Machine Learning – How to Combine Predictions from Ensemble Learning Models for Enhanced Accuracy

accuracyensemble learningheuristicmachine learning

Suppose I have three models, model-1, model-2, model-3 for binary classification. Suppose model-1 has $a_1$ accuracy, model-2 has $a_2$ accuracy, model-3 has $a_3$ accuracy.

For some test data, model-1 classifies it as $1$, whereas model-2 and model-3 classify it as $0$.

What are the best heuristic ways to combine the result and decide the final classification ?

One of the naive way to do this would be :

We can create map $M$ where $M[1]=1$ and $M[0]=-1$. Let we denote result of model-1 as $r_1$, model-2 as $r_2$, model-3 as $r_3$. Let us define $S = a_1*M[r_1]+a_2*M[r_2]+a_3*M[r_3]$. If $S>0$ we can declare final result as $1$ else $0$.

Problem with this is it won't give accurate result with large number of models.
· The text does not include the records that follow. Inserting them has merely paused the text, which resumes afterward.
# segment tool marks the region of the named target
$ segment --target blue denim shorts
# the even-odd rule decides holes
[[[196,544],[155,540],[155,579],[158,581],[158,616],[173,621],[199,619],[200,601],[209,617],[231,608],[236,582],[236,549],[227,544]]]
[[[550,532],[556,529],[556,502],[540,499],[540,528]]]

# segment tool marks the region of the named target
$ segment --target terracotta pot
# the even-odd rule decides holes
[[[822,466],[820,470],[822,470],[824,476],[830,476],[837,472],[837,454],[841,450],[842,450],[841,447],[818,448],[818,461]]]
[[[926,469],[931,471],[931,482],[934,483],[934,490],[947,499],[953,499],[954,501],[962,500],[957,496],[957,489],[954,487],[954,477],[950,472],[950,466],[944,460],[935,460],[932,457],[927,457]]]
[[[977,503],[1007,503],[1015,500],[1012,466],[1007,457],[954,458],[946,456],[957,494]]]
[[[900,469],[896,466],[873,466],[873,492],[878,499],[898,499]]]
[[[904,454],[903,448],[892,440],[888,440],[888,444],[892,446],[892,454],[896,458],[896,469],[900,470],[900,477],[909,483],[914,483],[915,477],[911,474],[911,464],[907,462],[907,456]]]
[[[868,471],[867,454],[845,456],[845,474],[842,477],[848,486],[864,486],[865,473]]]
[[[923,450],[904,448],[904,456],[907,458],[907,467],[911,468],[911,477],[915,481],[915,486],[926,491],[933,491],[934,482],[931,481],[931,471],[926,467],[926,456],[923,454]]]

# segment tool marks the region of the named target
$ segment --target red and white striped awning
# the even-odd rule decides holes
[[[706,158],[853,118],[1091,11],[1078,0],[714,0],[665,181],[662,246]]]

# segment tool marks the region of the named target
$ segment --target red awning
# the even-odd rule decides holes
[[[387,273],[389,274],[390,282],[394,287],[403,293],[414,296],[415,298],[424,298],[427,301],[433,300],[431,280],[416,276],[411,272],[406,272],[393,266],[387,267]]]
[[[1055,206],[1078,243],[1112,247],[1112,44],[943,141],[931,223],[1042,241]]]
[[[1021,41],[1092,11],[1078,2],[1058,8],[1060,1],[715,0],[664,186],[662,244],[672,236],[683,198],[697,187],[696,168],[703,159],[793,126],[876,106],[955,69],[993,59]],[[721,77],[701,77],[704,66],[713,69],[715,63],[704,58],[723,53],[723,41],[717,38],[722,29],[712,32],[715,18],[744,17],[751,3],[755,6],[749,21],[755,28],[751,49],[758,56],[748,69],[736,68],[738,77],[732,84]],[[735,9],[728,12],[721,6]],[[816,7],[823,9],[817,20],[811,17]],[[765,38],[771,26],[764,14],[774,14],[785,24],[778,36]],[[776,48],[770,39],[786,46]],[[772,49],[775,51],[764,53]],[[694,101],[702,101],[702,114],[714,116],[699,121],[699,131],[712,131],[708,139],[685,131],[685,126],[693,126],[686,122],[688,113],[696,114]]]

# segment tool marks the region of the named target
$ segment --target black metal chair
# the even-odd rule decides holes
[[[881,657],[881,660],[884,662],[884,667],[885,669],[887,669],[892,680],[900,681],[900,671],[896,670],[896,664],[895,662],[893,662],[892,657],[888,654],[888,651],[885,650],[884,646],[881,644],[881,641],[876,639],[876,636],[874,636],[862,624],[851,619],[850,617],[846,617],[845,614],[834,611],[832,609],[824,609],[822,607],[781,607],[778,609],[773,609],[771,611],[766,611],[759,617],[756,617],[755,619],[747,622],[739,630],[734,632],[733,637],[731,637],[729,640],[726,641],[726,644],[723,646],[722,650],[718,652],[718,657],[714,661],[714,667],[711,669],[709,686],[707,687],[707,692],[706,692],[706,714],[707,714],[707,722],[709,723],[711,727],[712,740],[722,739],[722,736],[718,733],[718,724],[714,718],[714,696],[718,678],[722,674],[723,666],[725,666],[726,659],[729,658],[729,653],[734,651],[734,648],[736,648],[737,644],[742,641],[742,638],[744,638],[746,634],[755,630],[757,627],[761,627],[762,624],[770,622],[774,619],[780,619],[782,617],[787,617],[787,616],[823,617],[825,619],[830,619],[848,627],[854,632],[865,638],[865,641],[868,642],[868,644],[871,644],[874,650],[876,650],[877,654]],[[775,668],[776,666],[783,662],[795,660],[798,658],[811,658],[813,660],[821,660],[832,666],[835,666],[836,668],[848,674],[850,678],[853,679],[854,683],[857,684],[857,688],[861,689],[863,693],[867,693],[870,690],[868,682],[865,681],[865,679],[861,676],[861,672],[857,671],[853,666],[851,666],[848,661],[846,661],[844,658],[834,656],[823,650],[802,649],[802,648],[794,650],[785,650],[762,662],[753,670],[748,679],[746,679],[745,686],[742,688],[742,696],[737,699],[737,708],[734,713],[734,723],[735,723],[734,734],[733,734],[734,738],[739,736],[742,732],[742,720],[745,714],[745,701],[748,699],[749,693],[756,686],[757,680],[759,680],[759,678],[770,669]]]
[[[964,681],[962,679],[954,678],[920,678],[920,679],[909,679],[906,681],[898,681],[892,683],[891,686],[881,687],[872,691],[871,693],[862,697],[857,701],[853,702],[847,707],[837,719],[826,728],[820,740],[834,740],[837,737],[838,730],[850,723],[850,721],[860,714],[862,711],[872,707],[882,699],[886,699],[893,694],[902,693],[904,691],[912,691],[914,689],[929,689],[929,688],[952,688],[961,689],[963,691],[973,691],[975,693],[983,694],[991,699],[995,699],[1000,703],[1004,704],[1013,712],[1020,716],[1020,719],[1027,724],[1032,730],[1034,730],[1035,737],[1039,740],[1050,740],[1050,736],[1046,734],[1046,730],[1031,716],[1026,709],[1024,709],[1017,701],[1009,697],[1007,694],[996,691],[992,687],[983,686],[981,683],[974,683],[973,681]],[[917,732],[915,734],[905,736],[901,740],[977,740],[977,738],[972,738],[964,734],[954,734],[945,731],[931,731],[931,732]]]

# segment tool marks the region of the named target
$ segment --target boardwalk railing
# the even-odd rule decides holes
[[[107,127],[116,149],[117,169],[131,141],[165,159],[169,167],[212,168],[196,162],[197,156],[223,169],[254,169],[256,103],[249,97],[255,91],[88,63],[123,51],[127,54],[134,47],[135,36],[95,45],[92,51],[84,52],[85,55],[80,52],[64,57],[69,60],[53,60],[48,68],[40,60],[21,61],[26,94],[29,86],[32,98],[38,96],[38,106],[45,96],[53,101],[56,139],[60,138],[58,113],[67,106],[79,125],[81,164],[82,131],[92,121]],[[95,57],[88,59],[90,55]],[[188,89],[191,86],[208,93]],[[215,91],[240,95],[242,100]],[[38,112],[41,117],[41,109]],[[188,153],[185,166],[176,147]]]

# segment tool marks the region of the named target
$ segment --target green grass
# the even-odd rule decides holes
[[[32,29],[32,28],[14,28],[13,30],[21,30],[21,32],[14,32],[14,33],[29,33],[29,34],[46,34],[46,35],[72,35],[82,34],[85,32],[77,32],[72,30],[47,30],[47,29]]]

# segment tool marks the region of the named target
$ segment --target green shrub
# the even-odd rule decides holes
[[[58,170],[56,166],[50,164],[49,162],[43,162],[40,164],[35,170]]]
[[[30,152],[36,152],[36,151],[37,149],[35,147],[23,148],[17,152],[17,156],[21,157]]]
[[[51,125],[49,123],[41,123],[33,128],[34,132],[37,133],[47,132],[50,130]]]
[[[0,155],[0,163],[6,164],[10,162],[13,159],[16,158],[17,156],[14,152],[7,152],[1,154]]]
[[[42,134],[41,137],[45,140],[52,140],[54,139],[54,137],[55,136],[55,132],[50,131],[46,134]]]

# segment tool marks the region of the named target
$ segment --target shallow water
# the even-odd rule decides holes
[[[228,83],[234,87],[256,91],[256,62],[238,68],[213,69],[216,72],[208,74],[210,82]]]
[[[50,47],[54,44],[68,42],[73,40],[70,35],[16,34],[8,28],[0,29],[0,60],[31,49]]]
Suppose I have $100$ models,also suppose first model has accuracy of $0.9$ and other $99$ models have accuracy of $0.1$ then final result might get wrong.

One way to resolve this is we can only allow those models whose accuracy is not less than $H-0.1$ where $H$ is highest accuracy of any model.

What are some best way to combine the results from different models ? Are there some libraries in python to do this ? I found some of way to do ensemble learning but I want to keep some weightage proportional to accuracy of models (based on previous performance on test data) and not do just some kind of averaging.

Best Answer

First off, don't use accuracy, which is a seriously misleading evaluation measure. Instead, use probabilistic classifications, and evaluate these using proper scoring rules.

You can easily combine probabilistic classifications. If your three models yield predicted probabilities $\hat{p}_1, \hat{p}_2$ and $\hat{p}_3$ for a new instance to belong to the target class, simply take the average of the $\hat{p}_i$ as the combined probabilistic prediction.

If your models differ on some proper scoring rule, then you can use a weighting based on these scores. Or you could even run a logistic regression of your target on the in-sample probabilistic classifications of your three models.

Note, however, that any attempt to estimate weights for combinations will introduce additional variance, and the end result may well be worse than if you had used a simple unweighted average (e.g., Claeskens et al., 2016).